The impression made by music can only be similar even—in character and intensity—where the hearers are equally endowed and cultured, and are equally conditioned mentally to surrender themselves to its influence. As long as each member of the human family is distinguished by individuality, so long will the impressions made by the intangible elements in art be diverse.

Suggestiveness is the highest quality with which a poet, an orator, a painter, a sculptor, or a musician can endow his productions. Its existence implies a clear conception, rooted in sentiment and adequately expressed through adaptable means, but well within the line of demarcation which separates logical terseness from redundancy.

Who can listen to Beethoven, Schubert, Schumann, or Wagner and not find himself in a dreamland, peopled not so much by children of the great master's brain, as by the offspring of his own fancy? These results are the fruits of suggestiveness.

Routine often leads to diffuseness; the lack of it always results in illogical and inadequate expression; but routine directed by genius seldom fails to discover the vital line which marks the boundary of completeness. On one side of this line we have inland waters, flowing from the author's fancy: on the other, and fed therefrom, the open sea of semi-conscious cerebration, with its capricious winds and tidal currents.

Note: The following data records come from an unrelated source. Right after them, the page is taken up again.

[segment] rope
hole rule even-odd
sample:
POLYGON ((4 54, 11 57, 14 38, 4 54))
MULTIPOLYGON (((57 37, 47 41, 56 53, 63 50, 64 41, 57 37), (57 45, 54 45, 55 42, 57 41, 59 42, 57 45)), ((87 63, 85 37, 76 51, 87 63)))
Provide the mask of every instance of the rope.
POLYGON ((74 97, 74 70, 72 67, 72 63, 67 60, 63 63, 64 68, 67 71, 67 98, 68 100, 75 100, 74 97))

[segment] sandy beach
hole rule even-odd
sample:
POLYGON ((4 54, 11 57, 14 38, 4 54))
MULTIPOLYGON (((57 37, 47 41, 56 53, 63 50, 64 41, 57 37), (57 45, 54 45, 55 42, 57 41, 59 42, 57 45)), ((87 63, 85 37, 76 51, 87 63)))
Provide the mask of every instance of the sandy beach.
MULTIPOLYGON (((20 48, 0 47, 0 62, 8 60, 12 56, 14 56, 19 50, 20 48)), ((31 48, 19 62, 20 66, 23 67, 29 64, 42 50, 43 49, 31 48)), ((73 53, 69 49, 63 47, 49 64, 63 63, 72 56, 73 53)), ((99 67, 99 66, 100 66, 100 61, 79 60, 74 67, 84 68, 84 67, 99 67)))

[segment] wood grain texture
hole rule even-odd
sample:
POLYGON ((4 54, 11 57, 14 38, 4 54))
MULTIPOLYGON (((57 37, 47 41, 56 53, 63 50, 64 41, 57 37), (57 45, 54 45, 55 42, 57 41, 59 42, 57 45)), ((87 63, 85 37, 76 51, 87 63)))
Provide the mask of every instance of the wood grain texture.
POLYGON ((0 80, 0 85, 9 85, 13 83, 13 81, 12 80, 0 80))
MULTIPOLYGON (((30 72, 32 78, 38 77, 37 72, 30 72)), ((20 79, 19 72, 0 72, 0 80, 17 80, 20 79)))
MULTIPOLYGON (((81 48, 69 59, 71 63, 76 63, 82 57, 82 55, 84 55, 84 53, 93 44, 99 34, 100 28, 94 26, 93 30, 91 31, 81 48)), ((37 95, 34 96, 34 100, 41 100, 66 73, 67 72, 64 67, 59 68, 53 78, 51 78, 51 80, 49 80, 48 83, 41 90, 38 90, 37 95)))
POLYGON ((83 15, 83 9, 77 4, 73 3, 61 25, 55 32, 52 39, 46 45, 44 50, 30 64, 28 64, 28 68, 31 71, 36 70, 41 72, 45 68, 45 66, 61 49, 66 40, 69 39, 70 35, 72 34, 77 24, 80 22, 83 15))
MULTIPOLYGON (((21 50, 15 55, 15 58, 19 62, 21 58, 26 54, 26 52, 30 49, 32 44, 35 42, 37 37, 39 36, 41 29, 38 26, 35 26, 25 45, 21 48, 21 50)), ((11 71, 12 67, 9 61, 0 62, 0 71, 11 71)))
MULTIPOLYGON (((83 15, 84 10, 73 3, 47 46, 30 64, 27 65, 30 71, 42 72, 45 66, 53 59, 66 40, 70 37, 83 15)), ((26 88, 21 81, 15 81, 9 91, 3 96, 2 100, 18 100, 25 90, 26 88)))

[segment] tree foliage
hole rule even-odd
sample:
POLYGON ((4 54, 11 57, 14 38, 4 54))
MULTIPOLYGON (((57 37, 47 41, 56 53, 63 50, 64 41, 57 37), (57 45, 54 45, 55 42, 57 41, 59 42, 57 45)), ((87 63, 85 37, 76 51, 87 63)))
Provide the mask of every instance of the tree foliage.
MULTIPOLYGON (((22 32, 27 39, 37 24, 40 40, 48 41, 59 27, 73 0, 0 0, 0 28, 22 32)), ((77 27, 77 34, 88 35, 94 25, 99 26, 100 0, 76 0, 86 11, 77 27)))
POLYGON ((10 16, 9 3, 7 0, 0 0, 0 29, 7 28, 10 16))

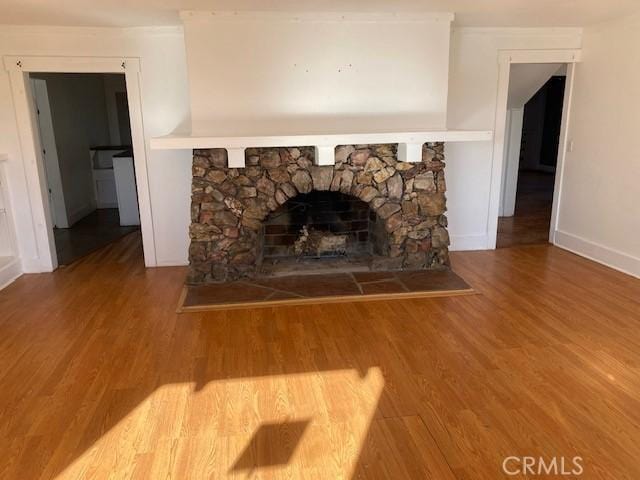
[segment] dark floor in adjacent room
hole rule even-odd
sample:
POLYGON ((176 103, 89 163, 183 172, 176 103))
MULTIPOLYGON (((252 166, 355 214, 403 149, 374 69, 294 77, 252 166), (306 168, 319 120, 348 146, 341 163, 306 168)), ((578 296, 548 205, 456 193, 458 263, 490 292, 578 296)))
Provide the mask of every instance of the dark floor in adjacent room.
POLYGON ((498 248, 549 242, 555 174, 520 171, 513 217, 498 219, 498 248))
POLYGON ((79 258, 139 229, 138 226, 121 227, 117 208, 95 210, 71 228, 53 230, 58 265, 70 265, 79 258))

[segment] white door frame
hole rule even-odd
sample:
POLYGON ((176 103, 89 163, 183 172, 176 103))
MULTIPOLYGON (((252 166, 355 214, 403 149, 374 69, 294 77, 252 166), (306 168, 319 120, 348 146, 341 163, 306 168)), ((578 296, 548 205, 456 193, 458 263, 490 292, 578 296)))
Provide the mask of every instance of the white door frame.
POLYGON ((562 109, 562 124, 560 128, 560 143, 558 146, 558 164, 556 166, 556 180, 553 192, 553 207, 549 241, 554 241, 553 233, 558 222, 560 208, 562 177, 564 175, 564 159, 567 153, 567 134, 569 128, 569 114, 573 95, 573 79, 575 64, 580 61, 581 50, 500 50, 498 52, 498 98, 496 102, 496 117, 493 136, 493 155, 491 160, 491 189, 489 196, 489 218, 487 225, 487 247, 496 248, 498 236, 498 216, 500 214, 500 195, 502 192, 502 169, 504 162, 504 148, 507 122, 507 101, 509 98, 509 77, 511 65, 515 63, 566 63, 567 82, 565 86, 562 109))
POLYGON ((33 271, 53 271, 58 261, 49 215, 44 165, 40 152, 37 120, 33 108, 33 95, 29 73, 124 73, 131 119, 131 139, 136 168, 138 205, 142 230, 144 261, 147 267, 157 265, 156 248, 151 215, 147 151, 142 121, 142 95, 140 59, 131 57, 32 57, 5 56, 5 69, 9 72, 13 105, 20 137, 23 168, 27 180, 33 229, 38 248, 37 265, 33 271))

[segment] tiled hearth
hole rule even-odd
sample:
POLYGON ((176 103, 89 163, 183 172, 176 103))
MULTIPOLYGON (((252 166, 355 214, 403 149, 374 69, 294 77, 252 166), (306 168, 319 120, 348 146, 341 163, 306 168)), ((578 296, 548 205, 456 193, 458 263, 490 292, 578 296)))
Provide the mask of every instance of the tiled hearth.
POLYGON ((469 295, 473 290, 451 270, 355 272, 330 275, 290 275, 240 280, 185 289, 181 311, 246 307, 469 295))

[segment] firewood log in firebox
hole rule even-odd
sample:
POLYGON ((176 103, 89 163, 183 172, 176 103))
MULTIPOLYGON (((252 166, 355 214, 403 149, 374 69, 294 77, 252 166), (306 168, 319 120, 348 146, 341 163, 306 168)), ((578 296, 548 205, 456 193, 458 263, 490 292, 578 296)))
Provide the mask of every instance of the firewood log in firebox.
POLYGON ((298 256, 322 257, 347 253, 347 235, 324 232, 305 225, 293 246, 298 256))

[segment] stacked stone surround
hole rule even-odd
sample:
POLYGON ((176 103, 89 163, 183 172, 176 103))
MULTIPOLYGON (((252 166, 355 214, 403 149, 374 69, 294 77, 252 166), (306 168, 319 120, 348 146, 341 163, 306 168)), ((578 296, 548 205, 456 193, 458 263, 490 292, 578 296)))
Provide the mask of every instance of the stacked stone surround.
POLYGON ((224 149, 193 152, 190 283, 256 274, 263 221, 288 199, 339 191, 368 203, 384 222, 387 251, 373 270, 448 265, 444 145, 423 146, 422 162, 397 160, 395 145, 344 145, 332 166, 314 165, 314 150, 247 149, 246 167, 227 168, 224 149))

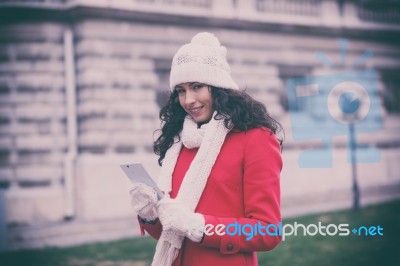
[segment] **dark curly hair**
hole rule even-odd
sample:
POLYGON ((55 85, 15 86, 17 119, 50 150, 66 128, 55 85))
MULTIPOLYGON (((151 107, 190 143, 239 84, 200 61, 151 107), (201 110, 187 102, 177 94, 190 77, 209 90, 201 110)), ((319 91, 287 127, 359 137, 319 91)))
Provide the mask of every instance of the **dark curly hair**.
MULTIPOLYGON (((213 108, 217 111, 215 119, 224 119, 225 126, 238 131, 247 131, 257 127, 266 127, 273 134, 283 131, 279 122, 273 119, 265 105, 253 99, 246 91, 237 91, 210 86, 213 97, 213 108)), ((160 110, 161 135, 154 142, 154 153, 159 155, 161 166, 167 150, 173 145, 174 138, 179 137, 183 121, 187 115, 179 104, 178 93, 174 90, 167 104, 160 110)), ((156 130, 156 133, 159 130, 156 130)), ((272 134, 271 133, 271 134, 272 134)), ((279 139, 282 145, 283 138, 279 139)))

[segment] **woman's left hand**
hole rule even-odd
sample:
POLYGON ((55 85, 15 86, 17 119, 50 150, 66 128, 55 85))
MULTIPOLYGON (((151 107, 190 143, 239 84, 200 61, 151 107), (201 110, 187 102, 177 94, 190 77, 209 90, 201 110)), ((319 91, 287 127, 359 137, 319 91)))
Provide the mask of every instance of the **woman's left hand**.
POLYGON ((163 230, 173 230, 194 242, 200 242, 205 223, 203 215, 190 211, 179 200, 168 197, 160 200, 156 208, 163 230))

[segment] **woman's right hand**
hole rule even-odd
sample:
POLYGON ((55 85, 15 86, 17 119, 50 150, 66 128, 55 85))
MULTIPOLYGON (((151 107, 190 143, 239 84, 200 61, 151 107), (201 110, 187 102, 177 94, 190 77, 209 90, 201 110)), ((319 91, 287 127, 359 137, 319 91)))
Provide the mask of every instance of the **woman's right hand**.
POLYGON ((157 217, 157 204, 156 191, 143 183, 134 183, 132 189, 129 191, 131 194, 131 205, 134 211, 146 221, 154 221, 157 217))

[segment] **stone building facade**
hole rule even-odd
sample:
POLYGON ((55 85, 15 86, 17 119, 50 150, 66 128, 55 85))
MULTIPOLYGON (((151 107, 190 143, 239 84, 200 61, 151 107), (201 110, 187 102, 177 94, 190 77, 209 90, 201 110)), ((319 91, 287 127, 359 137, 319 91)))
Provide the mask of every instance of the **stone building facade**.
MULTIPOLYGON (((348 71, 378 73, 382 129, 360 134, 381 160, 358 165, 361 204, 400 195, 399 2, 350 0, 0 1, 0 214, 6 249, 72 245, 138 234, 129 181, 141 161, 157 176, 153 131, 170 62, 199 31, 228 47, 232 76, 285 128, 284 216, 351 207, 347 137, 333 165, 300 168, 318 140, 291 132, 285 80, 348 71), (379 2, 379 3, 377 3, 379 2), (1 206, 0 206, 1 207, 1 206)), ((301 111, 301 110, 300 110, 301 111)), ((1 231, 0 231, 1 232, 1 231)))

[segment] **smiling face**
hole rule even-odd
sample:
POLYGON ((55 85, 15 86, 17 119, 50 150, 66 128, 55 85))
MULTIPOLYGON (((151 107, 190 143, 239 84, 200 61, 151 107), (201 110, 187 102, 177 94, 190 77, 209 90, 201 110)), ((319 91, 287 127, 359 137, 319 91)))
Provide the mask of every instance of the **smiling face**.
POLYGON ((186 82, 176 85, 179 103, 197 123, 206 123, 214 113, 210 87, 204 83, 186 82))

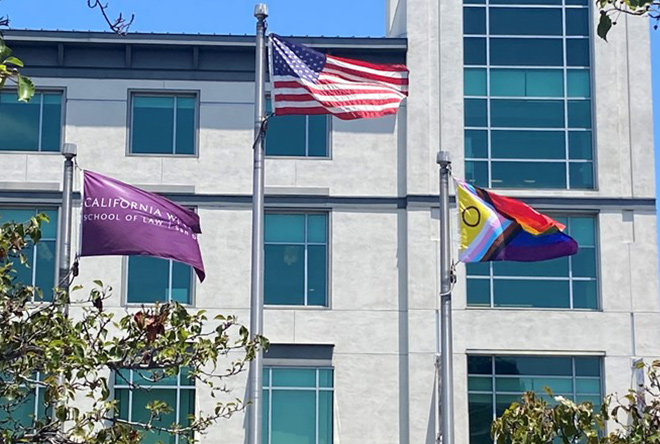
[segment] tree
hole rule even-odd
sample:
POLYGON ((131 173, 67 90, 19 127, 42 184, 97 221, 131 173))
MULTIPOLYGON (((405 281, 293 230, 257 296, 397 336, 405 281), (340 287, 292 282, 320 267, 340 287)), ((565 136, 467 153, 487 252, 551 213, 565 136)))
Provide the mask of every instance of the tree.
POLYGON ((135 444, 155 432, 179 435, 183 442, 244 407, 226 399, 226 378, 243 371, 267 340, 250 340, 232 316, 209 321, 203 310, 190 313, 168 303, 115 319, 104 309, 111 289, 100 281, 76 302, 75 316, 68 314, 70 295, 59 289, 52 302, 35 303, 41 290, 18 282, 16 269, 25 266, 26 251, 39 241, 45 222, 39 215, 0 227, 1 444, 135 444), (131 371, 139 377, 127 377, 131 371), (179 372, 219 397, 213 411, 168 423, 174 406, 154 395, 147 418, 130 422, 111 396, 111 377, 137 390, 179 372), (43 396, 35 396, 36 390, 43 396), (20 412, 35 402, 39 413, 26 420, 20 412))
POLYGON ((660 0, 597 0, 596 4, 600 10, 596 32, 603 40, 607 40, 607 33, 621 14, 649 17, 655 21, 654 29, 658 29, 660 0))
POLYGON ((493 422, 491 437, 496 444, 660 444, 660 361, 638 368, 646 369, 646 385, 606 396, 598 410, 561 396, 550 405, 525 393, 493 422), (618 428, 606 434, 608 420, 618 428))

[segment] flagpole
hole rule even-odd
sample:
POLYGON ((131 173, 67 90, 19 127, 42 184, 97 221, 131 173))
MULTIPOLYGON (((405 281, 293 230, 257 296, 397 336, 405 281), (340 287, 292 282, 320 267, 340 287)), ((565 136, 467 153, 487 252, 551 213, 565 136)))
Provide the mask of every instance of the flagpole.
MULTIPOLYGON (((62 178, 62 223, 60 224, 60 248, 58 254, 59 272, 57 274, 58 287, 69 292, 69 272, 71 270, 71 213, 73 201, 73 158, 77 155, 75 143, 65 143, 62 147, 64 156, 64 174, 62 178)), ((68 295, 67 295, 68 298, 68 295)), ((68 311, 64 306, 65 314, 68 311)))
MULTIPOLYGON (((250 295, 250 337, 263 333, 264 307, 264 116, 265 34, 268 7, 254 7, 257 18, 255 86, 254 86, 254 164, 252 175, 252 279, 250 295)), ((261 444, 263 353, 258 351, 250 361, 249 400, 247 407, 247 444, 261 444)))
MULTIPOLYGON (((440 417, 442 444, 454 444, 454 359, 451 326, 451 234, 449 223, 449 176, 451 159, 448 151, 438 151, 440 165, 440 417)), ((438 437, 440 438, 440 437, 438 437)))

If a writer succeed in enlisting our sympathies, the flow of his thoughts will impart the impetus requisite to carry us beyond this line; but here his direct influence ceases, for the stream of his fancies becomes merged in the ocean of each of our lives' memories, hopes, and experiences, and each having received an impulse comporting with his receptivity and habits of mind, sails away upon his course propelled by unfettered imagination.

MUSICAL INTELLIGENCE.

A symphony is like an epic poem; its salient points rather than its rounded whole appeal to the average reader or listener. The striking episodes of unfamiliar compositions in large form, are prone to come out into undue prominence, and so blind us to their true significance as phases of sequential development. The sustained effort, and experience demanded by a symphony, are the supreme tests of a composer. We therefore have no right to an opinion in regard to the merits or demerits of a large earnest work until study and hearing have, in our understanding, joined its episodes and given them importful continuity.

Beethoven, Schubert, Schumann, and Wagner were endowed with great talent, which indefatigable energy advanced to genius. They worked upon a plane far above other men. We cannot hope to feel what they felt while creating, but we can work, the while knowing that as we approach their level in knowledge and experience our minds will better assist our understanding of their conceptions. Their joys, their sorrows, their triumphs, their every sentiment should find response in our hearts; but the impression made by music can only be distinct after we have made ourselves acoustically receptive, after our natures have become attuned like æolian harps to responsiveness when waves of melody strike upon them.

Our minds can be sounding-boards, which gather and reflect upon our souls the tone pictures we hear. A wooden surface must be smooth, properly formed, and perfectly poised, or it will not collect, focus, and reflect sound effects. In the same way our mental sounding-boards must be properly prepared, or they will not collect details and reflect sentiments. This preparation involves the use of all available means for shaping, refining, and poising. The earnest study of any branch of learning broadens, and the contemplation of the beautiful in nature and art quickens, the perceptions.

Pedantry—another name for self-sufficient ignorance—will warp and so distort our reflector as to mar its efficiency, making it unjust alike to the subject and to us.